An in vitro model to measure the effect of a silver fluoride and potassium iodide treatment on the permeability of demineralized dentine to Streptococcus mutans

Abstract

Diamine silver fluoride (Ag(NH3)2F), referred to as AgF, has been used to reduce the incidence of caries in primary dentitions but has been limited by the associated staining of both teeth and restorative materials. The application of potassium iodide (KI), following AgF prevents staining but its effects on the ability of AgF to reduce caries are not known. The aim of this study was to develop an in vitro model that would provide an indication of the permeability of demineralized dentine to Streptococcus mutans after treatment of the dentine with AgF followed by KI. Forty dentine discs were bonded to the base of forty 5mL polycarbonate screw top vials (that had had their bases removed), filled with nutrient medium, sterilized and placed into a continuous culture of S. mutans.
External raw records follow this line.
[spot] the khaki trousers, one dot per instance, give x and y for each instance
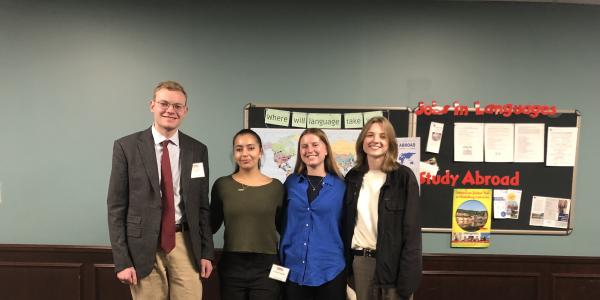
(364, 272)
(173, 276)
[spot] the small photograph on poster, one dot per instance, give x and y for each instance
(506, 204)
(434, 139)
(550, 212)
(471, 219)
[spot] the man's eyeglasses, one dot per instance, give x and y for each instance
(164, 105)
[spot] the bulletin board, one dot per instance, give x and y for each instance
(535, 179)
(279, 129)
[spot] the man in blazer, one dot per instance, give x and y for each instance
(160, 234)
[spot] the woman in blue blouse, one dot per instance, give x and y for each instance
(311, 245)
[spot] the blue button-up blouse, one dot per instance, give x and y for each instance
(311, 243)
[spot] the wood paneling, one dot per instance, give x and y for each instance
(83, 272)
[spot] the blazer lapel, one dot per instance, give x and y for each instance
(185, 155)
(148, 153)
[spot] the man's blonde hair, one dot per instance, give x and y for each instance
(171, 86)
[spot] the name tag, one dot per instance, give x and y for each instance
(197, 170)
(279, 273)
Samples were divided into four groups as follows: 10 samples of demineralized dentine as a control, 10 samples of demineralized dentine treated with AgF/KI, 10 samples of demineralized dentine treated with KI and 10 samples of demineralized dentine treated with AgF. After two weeks the optical density of the growth medium chambers was measured to determine bacterial penetration and growth. Cultures were plated out to determine migration through the discs by S. mutans. S. mutans migrated through all dentine discs. However, the samples treated with AgF and AgF/KI had significantly lower optical densities than the corresponding controls. The range of optical densities was least amongst demineralized samples treated with AgF/KI. Under the conditions of this study, treatment of demineralized dentine discs with AgF followed by KI allowed the penetration of S. mutans. Based on optical density measurements, the treatment resulted in significantly fewer microorganisms being present subjacent to the discs treated with AgF and KI than the control discs at the end of the experimental period.